The Ontario 2019 budget, announced April 11 by Minister of Finance Victor Fedeli, outlines the government’s intention to reduce the provincial deficit and achieve a balanced budget by 2023–2024. The budget projects $154.2 billion in revenue and $163.4 billion in expenses in 2019–2020, exceeding estimated 2018–2019 expenses by approximately $900 million. Over the next five years, the budget projects a cumulative $821.3 billion in revenue and $841.1 billion in expenses, for a net $19.8 billion deficit over this period.

As part of the province’s recovery plan, total annual revenue is estimated to grow at an average of three per cent, while expenditure will increase by an annual average of one percent. The 2023–2024 period is projected to have a “modest surplus” of $1.9 billion.

Economic and fiscal outlook

The government’s 2019–2020 plans will see net debt increase by $16.5 billion to $359.9 billion; accumulated deficit will increase by $9.3 billion to $230 billion. Ontario has the largest subnational debt in the world, for which the government will shell out $13.3 billion in interest payments in 2019–2020.

Current projected debt and deficit are greater than projections in the previous Liberal government’s budget, primarily owing to actual 2017–2018 figures being higher than previously estimated. Doug Ford’s government consequently inherited a $15 billion deficit, which it has since reduced to $11.7 billion.

The budget’s medium-term projections show that net debt will increase to $372.3 billion in 2020–2021 and $382.4 billion in 2021–2022. Accumulated deficit will rise to $235.8 billion and $240.4 billion in the same periods, respectively. This is also up from the previous budget’s 2020–2021 estimation of a $360.1 billion net debt and $212.3 billion deficit.

Owing to a “less supportive external environment,” Ontario’s economic growth is expected to slow, with real and nominal gross domestic product (GDP) growth projections down from last year’s projections. The 2019 budget projects a 1.4 per cent real GDP growth and a 3.4 per cent nominal GDP growth in 2019, compared to the previous budget’s 1.8 per cent and 3.9 per cent projections. Government planning assumptions partially rely on consultations with private sector economists; in February, U of T projected that Ontario’s real GDP would grow by two per cent in 2019.

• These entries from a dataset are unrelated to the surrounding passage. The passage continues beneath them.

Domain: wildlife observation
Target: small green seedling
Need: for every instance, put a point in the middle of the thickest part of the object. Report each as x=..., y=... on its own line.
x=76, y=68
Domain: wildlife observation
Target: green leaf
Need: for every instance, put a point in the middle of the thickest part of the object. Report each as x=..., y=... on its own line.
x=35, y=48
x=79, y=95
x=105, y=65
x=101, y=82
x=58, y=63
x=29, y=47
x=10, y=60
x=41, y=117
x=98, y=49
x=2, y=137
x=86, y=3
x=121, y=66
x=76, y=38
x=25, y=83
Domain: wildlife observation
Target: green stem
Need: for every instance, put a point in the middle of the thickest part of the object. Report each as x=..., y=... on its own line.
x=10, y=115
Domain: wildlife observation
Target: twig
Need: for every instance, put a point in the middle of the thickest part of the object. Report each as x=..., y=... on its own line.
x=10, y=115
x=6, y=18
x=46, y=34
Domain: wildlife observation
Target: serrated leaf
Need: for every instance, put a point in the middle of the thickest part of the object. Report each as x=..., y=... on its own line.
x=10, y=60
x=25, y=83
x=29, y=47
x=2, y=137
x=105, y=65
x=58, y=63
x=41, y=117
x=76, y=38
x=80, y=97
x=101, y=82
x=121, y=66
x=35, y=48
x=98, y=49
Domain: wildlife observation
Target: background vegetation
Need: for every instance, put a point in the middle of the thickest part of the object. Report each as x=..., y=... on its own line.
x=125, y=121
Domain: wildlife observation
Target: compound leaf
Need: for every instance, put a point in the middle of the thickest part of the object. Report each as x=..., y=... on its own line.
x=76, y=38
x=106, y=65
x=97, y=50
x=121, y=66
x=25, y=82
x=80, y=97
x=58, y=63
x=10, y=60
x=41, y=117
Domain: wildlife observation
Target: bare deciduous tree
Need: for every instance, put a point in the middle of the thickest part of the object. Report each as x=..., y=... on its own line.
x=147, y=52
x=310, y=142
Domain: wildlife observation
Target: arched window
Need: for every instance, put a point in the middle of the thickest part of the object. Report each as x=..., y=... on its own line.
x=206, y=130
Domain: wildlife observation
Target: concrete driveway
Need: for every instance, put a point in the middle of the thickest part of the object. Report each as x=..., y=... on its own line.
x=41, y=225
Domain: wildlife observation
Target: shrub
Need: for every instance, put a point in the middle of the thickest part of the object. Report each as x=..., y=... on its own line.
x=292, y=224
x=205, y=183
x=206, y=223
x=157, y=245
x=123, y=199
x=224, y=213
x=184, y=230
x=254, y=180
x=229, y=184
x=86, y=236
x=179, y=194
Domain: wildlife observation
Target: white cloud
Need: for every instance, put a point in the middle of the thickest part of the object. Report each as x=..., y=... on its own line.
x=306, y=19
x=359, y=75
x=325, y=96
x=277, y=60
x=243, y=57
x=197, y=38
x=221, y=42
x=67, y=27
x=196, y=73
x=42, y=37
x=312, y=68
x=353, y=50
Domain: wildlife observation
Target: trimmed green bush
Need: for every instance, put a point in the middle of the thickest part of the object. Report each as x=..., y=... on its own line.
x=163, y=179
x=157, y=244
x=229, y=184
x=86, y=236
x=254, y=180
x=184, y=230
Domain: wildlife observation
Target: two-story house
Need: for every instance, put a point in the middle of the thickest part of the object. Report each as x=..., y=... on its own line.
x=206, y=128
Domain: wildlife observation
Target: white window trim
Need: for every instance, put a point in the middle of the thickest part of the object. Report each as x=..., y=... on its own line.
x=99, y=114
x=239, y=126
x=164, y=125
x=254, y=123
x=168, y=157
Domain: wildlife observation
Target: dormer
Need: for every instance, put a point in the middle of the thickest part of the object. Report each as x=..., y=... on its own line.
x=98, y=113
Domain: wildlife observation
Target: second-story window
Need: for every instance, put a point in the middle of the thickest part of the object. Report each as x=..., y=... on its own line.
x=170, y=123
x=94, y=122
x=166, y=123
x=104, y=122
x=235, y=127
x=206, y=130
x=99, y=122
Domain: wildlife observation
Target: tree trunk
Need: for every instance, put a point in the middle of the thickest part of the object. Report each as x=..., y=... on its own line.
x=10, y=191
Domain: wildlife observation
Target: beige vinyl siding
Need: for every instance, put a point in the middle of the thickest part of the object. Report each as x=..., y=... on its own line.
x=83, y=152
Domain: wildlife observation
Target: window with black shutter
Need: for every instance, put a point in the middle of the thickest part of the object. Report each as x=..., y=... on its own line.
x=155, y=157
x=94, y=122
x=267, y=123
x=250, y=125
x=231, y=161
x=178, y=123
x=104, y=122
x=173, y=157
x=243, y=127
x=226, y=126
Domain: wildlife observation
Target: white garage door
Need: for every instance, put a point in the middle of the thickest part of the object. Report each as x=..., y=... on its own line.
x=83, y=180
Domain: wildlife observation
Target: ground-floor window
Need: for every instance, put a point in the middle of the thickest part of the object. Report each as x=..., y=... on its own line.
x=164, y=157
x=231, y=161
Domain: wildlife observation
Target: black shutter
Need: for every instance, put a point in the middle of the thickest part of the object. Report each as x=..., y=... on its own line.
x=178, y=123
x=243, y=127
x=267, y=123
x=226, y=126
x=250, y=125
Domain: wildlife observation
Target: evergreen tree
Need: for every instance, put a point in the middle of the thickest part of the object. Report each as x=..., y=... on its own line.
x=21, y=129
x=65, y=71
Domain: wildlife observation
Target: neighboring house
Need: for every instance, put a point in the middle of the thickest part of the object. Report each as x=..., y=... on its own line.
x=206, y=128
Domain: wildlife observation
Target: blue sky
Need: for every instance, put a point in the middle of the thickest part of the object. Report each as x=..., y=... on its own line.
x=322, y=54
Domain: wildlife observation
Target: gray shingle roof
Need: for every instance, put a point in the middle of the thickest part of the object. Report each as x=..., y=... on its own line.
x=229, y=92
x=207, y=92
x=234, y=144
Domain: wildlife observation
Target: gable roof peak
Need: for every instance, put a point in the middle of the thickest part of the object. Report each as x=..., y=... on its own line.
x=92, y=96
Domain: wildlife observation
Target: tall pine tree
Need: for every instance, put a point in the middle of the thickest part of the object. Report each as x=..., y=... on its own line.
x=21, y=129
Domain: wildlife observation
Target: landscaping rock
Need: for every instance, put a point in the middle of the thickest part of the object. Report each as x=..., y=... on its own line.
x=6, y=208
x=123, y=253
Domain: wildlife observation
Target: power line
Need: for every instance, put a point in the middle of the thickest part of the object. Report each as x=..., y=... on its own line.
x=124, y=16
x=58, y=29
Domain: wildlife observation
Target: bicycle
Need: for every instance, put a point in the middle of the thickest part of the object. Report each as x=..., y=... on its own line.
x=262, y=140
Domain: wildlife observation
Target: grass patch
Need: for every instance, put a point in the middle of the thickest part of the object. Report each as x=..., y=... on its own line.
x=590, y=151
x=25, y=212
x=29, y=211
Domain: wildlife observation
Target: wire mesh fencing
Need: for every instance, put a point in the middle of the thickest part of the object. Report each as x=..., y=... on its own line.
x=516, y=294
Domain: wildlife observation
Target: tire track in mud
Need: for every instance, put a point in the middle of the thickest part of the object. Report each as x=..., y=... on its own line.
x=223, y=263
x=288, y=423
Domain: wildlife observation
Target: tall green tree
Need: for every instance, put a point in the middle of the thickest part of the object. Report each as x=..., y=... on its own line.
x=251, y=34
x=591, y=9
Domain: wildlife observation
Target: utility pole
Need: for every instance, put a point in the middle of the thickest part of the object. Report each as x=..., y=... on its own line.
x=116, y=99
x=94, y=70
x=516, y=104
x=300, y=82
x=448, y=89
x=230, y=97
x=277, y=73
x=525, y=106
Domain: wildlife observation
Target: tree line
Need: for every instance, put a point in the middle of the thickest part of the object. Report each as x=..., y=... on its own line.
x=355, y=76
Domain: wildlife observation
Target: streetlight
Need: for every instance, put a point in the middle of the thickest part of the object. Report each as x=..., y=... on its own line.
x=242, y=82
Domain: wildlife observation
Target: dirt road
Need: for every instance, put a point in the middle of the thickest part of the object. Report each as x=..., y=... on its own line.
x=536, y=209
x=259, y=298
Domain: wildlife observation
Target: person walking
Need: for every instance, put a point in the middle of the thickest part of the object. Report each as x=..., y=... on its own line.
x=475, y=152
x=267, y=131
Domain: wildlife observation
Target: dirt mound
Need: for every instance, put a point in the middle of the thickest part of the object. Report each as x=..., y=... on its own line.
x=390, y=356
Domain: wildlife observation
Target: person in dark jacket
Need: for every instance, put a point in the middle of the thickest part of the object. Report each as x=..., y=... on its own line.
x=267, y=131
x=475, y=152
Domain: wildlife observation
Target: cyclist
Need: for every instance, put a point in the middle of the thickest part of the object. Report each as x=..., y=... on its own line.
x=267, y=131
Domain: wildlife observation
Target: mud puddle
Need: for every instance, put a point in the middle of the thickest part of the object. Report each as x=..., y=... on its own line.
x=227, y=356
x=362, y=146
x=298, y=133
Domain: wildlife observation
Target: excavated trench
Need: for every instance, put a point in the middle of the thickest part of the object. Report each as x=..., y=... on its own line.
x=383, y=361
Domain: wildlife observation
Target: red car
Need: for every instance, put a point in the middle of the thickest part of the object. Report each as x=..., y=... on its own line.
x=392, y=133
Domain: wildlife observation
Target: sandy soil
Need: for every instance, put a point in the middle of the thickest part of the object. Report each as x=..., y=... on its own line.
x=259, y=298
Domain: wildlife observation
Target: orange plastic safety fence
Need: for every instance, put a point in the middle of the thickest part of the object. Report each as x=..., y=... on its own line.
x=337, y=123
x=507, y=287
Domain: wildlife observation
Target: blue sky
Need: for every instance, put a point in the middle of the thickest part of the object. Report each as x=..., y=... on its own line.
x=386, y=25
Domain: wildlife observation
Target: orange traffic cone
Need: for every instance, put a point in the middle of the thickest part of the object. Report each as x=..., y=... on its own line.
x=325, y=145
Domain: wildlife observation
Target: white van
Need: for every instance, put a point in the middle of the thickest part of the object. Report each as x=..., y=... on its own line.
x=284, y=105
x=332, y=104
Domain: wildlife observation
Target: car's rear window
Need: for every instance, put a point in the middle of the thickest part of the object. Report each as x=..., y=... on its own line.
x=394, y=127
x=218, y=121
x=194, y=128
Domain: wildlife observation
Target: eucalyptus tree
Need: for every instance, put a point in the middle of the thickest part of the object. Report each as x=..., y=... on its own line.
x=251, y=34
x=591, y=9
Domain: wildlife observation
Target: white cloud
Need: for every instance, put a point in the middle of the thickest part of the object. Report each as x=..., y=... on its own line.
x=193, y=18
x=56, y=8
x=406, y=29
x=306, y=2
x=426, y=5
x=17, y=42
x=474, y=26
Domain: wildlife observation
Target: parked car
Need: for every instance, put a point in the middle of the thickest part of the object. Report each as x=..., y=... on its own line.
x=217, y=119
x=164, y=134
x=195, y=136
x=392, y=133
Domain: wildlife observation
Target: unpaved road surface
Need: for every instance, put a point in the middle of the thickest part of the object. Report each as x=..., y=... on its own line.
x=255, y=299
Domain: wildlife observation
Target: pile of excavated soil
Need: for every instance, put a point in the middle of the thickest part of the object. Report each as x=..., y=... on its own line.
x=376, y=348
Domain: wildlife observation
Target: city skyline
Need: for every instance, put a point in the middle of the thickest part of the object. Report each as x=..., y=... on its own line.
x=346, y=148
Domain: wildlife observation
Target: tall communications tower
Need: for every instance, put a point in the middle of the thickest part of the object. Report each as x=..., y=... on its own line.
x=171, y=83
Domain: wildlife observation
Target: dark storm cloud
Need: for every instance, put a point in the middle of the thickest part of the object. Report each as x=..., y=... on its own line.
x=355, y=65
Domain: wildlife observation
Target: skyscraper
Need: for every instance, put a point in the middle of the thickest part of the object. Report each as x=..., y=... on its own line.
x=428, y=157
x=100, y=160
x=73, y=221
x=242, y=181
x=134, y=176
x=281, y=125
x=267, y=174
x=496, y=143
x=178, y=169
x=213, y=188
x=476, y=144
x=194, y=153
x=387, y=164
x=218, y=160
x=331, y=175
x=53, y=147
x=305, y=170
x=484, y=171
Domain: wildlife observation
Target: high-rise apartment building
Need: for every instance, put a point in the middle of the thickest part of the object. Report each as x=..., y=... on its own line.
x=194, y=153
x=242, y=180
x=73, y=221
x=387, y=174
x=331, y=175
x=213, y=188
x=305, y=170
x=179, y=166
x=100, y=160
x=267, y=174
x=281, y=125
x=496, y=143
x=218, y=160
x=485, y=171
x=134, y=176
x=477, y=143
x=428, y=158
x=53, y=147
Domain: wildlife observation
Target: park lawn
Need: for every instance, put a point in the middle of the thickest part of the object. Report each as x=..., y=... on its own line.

Employment growth in 2019 is forecast to grow from a previous 1.1 per cent in the 2018 budget to 1.3 per cent. Job creation is one of the government’s core commitments and, to this end, the budget notes that 132,000 net new jobs have been created since June 2018.

Infrastructure expenditure is slated to total $14.7 billion in 2019–2020, with the bulk of this coming from $8.6 billion in the transportation sector; $351 million will go to postsecondary education and training infrastructure.

Postsecondary education expenses will drop from $12.1 billion in 2018–2019 to $11.4 billion in 2019–2020.

Commercialization opportunities

The budget also includes plans to strengthen the province’s intellectual property (IP) position and increase commercialization opportunities. The government will create an expert panel that will oversee the planning of a provincial IP framework particularly geared toward the postsecondary education sector.

In addition to the wealth of research it produces, U of T is also a leading university-based entrepreneurial hub, with over 500 research-based startups launched across its 10 accelerators and incubators over the past decade.

Details on this panel’s constitution and the processes that will be involved in creating its framework remain sparse. According to the budget, “this panel will potentially include representation from the postsecondary, industry, innovation, venture capital and investment, banking and finance sectors, as well as from medical research and intellectual property legal expertise.”

While the province does not currently have a framework for IP in place, the federal government launched its Intellectual Property Strategy in 2018 and U of T has its own Inventions Policy, which outlines the commercialization processes for U of T-associated research.